Many of the Debtors’ vendors and manufacturers suffered heavy losses as a result of the Cabela’s-Bass Pro Shop merger, Dick’s Sporting Good’s pull back from the market, and the recent Gander Mountain and AcuSport bankruptcies. Those losses adversely impacted the terms and conditions on which such vendors and manufacturers were willing to extend credit to the Debtors. With respect to the Gander Mountain and AcuSport bankruptcies, the dumping of excess product into the marketplace pushed prices—and margins— even lower. The resulting tightening of credit terms eroded the Debtors’ sales and further contributed to the Debtors’ tightening liquidity.

The company also blames some usual suspects for its chapter 11 filing. First, weather. Weather ALWAYS gets a bad rap. And, of course, the debt.

Riiiiiight. About that debt. When we previously asked “Who is Financing Guns?,” the answer, in the case of Remington, was Bank of America Inc. ($BAC)Wells Fargo Inc. ($WFC) and Regions Bank Inc. ($RF). Likewise here. Those same three institutions make up the company’s ABL lender roster. We’re old enough to remember when banks paid lip service to wanting to do something about guns.

One other issue was the company’s inability to…wait for it…REALIZE CERTAIN SUPPLY CHAIN SYNERGIES after acquiring certain assets from once-bankrupt competitor AcuSport Corporation. Per the company:

The lower than anticipated increase in customer base following the AcuSport Transaction magnified the adverse effects of the market factors discussed above and resulted in a faster than expected tightening of the Debtors’ liquidity and overall deterioration of the Debtors’ financial condition.

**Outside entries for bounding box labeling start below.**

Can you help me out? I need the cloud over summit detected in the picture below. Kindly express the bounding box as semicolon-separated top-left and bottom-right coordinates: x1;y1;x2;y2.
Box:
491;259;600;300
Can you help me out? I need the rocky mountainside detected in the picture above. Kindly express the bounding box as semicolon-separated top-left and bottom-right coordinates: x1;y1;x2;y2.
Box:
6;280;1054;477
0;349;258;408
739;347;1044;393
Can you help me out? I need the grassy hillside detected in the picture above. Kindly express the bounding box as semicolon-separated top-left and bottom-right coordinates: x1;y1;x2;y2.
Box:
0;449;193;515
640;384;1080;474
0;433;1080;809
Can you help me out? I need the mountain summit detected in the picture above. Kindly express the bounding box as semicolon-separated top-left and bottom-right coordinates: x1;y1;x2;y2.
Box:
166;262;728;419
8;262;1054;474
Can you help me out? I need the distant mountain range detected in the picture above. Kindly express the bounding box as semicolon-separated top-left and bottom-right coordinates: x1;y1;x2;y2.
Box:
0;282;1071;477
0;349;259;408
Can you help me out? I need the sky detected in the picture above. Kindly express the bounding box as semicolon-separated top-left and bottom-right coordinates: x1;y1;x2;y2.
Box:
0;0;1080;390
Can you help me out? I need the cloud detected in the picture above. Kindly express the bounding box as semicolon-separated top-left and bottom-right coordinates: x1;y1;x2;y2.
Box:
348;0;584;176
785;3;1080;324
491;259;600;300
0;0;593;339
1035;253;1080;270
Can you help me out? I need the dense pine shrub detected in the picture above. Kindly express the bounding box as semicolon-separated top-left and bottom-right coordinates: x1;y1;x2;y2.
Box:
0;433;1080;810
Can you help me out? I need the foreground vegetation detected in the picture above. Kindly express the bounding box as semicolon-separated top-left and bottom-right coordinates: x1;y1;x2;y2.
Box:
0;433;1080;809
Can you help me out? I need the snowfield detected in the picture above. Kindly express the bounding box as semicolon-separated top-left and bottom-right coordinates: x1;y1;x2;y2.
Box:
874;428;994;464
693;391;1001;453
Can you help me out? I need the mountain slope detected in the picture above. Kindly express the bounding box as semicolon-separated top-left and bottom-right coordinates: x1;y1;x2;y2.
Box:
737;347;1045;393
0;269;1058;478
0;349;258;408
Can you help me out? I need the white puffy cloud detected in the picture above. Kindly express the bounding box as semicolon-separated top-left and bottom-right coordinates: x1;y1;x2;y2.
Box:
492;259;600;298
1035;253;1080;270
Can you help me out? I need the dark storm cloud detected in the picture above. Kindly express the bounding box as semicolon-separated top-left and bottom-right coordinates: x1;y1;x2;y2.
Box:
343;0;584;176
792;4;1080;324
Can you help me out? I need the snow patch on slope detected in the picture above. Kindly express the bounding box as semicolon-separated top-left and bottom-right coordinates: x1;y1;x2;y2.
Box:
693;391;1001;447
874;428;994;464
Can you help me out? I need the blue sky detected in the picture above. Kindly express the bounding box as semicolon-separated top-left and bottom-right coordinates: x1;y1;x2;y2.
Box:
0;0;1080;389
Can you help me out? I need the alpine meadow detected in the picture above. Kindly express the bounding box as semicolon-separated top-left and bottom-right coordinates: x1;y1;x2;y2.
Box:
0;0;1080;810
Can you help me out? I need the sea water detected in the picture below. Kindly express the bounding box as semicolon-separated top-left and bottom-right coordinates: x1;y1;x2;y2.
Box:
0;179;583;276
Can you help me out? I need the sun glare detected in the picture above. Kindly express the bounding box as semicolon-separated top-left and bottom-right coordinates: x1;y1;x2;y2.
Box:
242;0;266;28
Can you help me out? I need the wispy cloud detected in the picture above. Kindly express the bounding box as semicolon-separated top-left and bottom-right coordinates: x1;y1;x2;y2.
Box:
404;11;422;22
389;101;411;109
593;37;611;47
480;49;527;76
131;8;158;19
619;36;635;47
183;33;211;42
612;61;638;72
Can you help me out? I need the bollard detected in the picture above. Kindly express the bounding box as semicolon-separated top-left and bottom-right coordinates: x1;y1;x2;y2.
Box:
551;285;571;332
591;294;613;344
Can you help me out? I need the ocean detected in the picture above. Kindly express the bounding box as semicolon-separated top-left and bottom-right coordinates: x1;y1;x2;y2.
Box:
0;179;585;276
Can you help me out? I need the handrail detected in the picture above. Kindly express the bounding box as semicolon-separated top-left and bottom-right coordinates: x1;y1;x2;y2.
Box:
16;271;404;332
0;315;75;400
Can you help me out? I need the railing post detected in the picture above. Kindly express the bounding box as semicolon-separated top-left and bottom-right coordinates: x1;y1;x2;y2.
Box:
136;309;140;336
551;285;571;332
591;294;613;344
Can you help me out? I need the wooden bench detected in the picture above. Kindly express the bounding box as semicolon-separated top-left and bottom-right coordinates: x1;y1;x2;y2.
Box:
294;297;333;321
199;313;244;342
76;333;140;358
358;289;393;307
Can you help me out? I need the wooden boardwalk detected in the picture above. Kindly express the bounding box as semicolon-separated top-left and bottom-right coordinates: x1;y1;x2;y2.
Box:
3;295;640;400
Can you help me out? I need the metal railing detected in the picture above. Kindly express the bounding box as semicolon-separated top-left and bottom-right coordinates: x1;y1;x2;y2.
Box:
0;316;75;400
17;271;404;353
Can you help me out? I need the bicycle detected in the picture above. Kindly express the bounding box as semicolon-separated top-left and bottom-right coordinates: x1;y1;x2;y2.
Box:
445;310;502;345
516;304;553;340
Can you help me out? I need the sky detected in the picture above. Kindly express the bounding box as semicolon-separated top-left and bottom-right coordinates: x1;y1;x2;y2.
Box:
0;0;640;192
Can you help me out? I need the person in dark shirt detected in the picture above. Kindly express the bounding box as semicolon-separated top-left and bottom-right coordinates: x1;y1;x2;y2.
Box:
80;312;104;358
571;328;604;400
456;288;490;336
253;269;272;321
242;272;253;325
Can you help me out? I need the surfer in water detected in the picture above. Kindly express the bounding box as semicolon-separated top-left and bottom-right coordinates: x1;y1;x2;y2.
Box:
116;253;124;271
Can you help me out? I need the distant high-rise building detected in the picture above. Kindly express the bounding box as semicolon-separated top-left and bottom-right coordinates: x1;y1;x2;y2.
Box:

The company then ran into issues with its pre-petition lenders and its vendors and the squeeze was on. Recognizing that time was wearing thin, the company hired Houlihan Lokey Inc. ($HLI) to market the assets. No compelling offers came, however, and the company determined that a chapter 11 filing “to pursue an orderly liquidation…was in the best interest of all stakeholders.

R.I.P. Sportco.

*****

But not before you get in one last fight.

The glorious thing about first day papers is that they provide debtors with the opportunity to set the tone in the case. The First Day Declaration, in particular, is a narrative. A narrative told to the judge and other parties-in-interest about what was, what is, and what may be. That narrative often explains why certain other requests for relief are necessary: that is, that without them, there will be immediate and irreparable harm to the estate. The biggest one of these is typically a request for authority to tap a committed DIP credit facility and/or cash collateral to fund operations. On the flip side of that request, however, are the company’s lenders. And they often have something to say about that — objections over, say, the use of cash collateral are common.

But you don’t often see an objector re-write the entire frikken narrative and file it prior to the first hearing in the case.

Shortly after the bankruptcy filing, Prospect Capital Corporation (“PCC”), as the second lien term loan agent, unleashed an objection all over the debtors. Per PCC:

Just a few years ago, the Debtors were the largest distributor of firearms in the United States, with reported annual revenue of in excess of $770 million. Contrary to the First Day Declaration filed in these cases, the Debtors’ demise was not due to outside forces such as the “2016 presidential election,” “disruptions in the industry” and “natural disasters. Rather, as a result of dividend recapitalization transactions in 2012 and 2013, the Debtors’ equity owner, Wellspring Capital, “cashed out” in excess of $183 million. After lining their pockets with over $183 million, fiduciaries appointed by Wellspring Capital to be directors and officers of the Debtors grossly mismanaged the business and depleted all reserves necessary to weather the storms and the headwinds the business would face. In a short time, the business went from being the largest firearms distributor in the United States to being liquidated. As a result of years of mismanagement and the failure of the estates’ fiduciaries to preserve value, the Second Lien Lenders will, in all likelihood, recover only a small fraction of their $249.7 million secured loan claim. Years of mismanagement ultimately placed the Debtors in the position where they are in now….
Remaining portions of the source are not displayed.